Not logged in. Login

Parabix Kernels

Kernels + Stream Sets = Parabix Programs

Parabix programs are composed of kernels operating on stream sets of parallel streams.

A stream is an arbitrary-length vector of iN fields, where N = 1 in the case of bit streams and N = 8 in the case of byte streams. The Parabix framework is generally concerned with streams in which the field widths are powers of 2.

A stream set is a set of streams all of the same field width and same length, designed to be processed together in one-to-one correspondence.

Kernels are computational abstractions that take one or more stream sets as inputs and produce one or more stream sets as outputs.

Source Kernels and Sink Kernels

Source Kernels

Parabix pipeline programs always begin with a kernel that produces an output stream set from an external source. Such a kernel is called a source kernel to reflect its role in the Parabix pipeline: it has no input stream set, but generates an output stream set as the first step in processing.

  • MMapSourceKernel: file input using mmap
  • ReadSourceKernel: file input using read (including stdin)
  • FDSourceKernel: unified kernel using either mmap or read
  • MemorySourceKernel: input from a memory buffer

Sink Kernels

The final kernel in a Parabix pipeline program is always a sink kernel, one that takes a stream set as input, but produce no stream sets as output. Sink kernels direct their output externally.

  • StdOutKernel
  • FileSinkKernel

Fixed-Rate Bitstream Kernels: Pablo

Pablo is designed to automatically handle all buffering and boundary-crossing when kernels are restricted as follows:

  • There is a one-to-one correspondence between input stream sets and output stream sets.
  • The fundamental operations are bitwise logic, stream shift (Advance) and addition (MatchStar, ScanThru).
  • Well-suited to search problems: 1 bit per position marks locations of found items.
    • regular expression matching
    • edit distance
    • parsing
  • Pablo Extensions (work in progress)
  • Handle arbitrary iN streams.
    • s2p in Pablo
    • Direct CC builder

Sequential Bitscan Kernels

After bitstreams have been computed in parallel, sequential processing of identified positions may be required.

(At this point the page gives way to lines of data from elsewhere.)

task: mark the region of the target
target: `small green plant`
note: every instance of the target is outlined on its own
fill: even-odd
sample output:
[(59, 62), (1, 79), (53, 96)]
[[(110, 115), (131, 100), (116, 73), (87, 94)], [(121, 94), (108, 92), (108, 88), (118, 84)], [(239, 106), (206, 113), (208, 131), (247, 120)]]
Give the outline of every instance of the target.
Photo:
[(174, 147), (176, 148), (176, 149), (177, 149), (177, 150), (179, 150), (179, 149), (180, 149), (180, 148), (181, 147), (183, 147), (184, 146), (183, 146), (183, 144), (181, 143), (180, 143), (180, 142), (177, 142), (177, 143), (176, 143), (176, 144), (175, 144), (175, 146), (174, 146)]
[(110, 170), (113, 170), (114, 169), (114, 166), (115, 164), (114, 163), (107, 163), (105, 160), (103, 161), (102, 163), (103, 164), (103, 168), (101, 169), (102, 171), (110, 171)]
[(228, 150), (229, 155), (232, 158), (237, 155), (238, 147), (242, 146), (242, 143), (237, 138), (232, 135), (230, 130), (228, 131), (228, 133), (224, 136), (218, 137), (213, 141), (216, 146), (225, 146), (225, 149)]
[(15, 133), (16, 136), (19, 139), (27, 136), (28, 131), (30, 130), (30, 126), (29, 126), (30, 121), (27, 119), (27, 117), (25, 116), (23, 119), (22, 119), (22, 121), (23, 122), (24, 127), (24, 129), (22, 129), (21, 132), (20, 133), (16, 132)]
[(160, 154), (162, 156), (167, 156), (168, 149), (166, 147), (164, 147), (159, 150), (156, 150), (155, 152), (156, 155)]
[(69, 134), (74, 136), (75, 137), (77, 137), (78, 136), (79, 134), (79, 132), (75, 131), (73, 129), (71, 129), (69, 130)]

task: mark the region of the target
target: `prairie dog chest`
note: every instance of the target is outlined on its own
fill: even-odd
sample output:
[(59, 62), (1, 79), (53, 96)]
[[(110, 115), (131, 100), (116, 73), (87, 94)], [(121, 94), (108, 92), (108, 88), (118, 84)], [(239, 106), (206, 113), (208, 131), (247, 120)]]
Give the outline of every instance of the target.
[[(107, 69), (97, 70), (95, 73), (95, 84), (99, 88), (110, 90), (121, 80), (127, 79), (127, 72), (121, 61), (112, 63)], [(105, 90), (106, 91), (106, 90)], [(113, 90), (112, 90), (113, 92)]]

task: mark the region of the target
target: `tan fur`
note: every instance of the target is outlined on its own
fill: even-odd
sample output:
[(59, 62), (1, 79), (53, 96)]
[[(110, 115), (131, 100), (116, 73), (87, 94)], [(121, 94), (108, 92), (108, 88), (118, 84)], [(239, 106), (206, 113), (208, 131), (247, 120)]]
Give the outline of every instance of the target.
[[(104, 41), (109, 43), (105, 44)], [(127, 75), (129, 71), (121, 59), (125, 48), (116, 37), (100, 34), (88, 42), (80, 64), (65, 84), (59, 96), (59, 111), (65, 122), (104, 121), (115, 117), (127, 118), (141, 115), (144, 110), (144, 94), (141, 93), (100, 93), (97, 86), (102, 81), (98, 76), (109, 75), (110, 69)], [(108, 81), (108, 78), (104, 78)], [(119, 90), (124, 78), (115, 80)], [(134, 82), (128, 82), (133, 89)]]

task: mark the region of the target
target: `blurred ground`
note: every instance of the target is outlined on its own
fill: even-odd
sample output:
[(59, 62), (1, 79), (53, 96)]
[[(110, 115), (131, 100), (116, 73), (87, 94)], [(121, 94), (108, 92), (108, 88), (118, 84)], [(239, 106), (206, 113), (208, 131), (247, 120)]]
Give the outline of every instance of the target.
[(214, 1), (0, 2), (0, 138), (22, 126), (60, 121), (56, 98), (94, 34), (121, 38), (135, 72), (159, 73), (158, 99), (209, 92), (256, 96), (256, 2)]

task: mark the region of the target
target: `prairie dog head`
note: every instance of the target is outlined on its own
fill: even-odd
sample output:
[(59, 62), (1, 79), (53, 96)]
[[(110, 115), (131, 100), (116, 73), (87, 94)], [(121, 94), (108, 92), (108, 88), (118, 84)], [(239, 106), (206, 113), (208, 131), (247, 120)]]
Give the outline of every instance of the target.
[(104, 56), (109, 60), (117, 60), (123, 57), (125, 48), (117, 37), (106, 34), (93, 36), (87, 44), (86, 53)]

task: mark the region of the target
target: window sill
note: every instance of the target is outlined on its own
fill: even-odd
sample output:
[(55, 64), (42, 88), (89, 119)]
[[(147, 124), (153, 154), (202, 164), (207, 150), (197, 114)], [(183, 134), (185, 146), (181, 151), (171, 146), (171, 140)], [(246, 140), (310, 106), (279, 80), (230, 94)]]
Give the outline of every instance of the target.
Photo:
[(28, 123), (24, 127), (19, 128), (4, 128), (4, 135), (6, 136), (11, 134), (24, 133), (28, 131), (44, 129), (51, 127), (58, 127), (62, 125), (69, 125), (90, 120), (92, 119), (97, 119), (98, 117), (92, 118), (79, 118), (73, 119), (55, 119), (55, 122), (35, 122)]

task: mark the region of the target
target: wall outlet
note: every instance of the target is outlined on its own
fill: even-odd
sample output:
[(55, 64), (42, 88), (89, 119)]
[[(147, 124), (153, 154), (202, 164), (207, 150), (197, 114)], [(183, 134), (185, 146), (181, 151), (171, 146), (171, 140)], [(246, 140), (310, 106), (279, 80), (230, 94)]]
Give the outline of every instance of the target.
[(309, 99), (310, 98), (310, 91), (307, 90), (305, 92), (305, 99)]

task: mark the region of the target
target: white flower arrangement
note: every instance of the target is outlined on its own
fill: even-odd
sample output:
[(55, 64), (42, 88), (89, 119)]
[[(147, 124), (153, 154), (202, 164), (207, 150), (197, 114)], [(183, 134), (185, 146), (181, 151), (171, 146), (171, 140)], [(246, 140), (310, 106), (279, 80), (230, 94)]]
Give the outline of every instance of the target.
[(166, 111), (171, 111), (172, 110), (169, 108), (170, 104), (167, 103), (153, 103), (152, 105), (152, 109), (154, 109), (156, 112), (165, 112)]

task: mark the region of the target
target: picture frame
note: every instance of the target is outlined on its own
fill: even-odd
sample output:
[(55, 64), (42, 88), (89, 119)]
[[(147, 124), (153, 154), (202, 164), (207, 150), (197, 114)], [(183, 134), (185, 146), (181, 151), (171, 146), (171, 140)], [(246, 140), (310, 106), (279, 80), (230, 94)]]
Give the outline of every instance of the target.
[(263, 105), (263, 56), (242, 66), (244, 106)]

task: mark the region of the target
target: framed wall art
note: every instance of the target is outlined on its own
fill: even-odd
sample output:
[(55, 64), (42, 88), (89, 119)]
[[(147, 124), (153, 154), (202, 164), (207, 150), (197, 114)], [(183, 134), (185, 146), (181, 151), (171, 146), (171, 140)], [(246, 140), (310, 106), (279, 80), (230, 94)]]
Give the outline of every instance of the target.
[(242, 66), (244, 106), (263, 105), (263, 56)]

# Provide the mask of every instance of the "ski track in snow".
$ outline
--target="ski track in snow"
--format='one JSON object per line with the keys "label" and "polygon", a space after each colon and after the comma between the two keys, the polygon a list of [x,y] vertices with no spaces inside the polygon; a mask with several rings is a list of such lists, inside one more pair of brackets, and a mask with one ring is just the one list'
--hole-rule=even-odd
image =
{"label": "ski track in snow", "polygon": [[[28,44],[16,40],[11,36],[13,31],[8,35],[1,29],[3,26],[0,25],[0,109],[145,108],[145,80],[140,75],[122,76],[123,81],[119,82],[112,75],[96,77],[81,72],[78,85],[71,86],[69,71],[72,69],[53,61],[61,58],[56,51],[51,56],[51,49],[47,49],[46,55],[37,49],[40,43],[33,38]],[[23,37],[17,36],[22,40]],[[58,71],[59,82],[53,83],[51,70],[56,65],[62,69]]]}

If bit stream density is low, sequential bit scanning is very fast.

  • bsf instruction identifies the next one bit in a 64-bit word.
  • Additional BMI (bit manipulation instructions) introduced by Intel in 2013.

ScanMatch Kernel

For example, icgrep has a parallel regular expression matching phase followed by a sequential output phase.

  1. Find matches within lines and mark the ends of matched lines with a bitstream (bitwise data parallel)
  2. Scan through line breaks and matched lines bitstreams to produce output.

Early Termination: The UntilN Kernel

  • Shortens a bit stream to include only those positions up to and including the Nth one bit.

To Do:

  • Modify ScanMatch to print lines surrounding a match (grep context parameters -A, -B, -C)
  • Create a programming model/language for generalized sequential scanning.

Parabix/LLVM Kernel Programming

Processing Rates

When stream sets are not processed in strict one-to-one correspondence, processing rate attributes must be declared.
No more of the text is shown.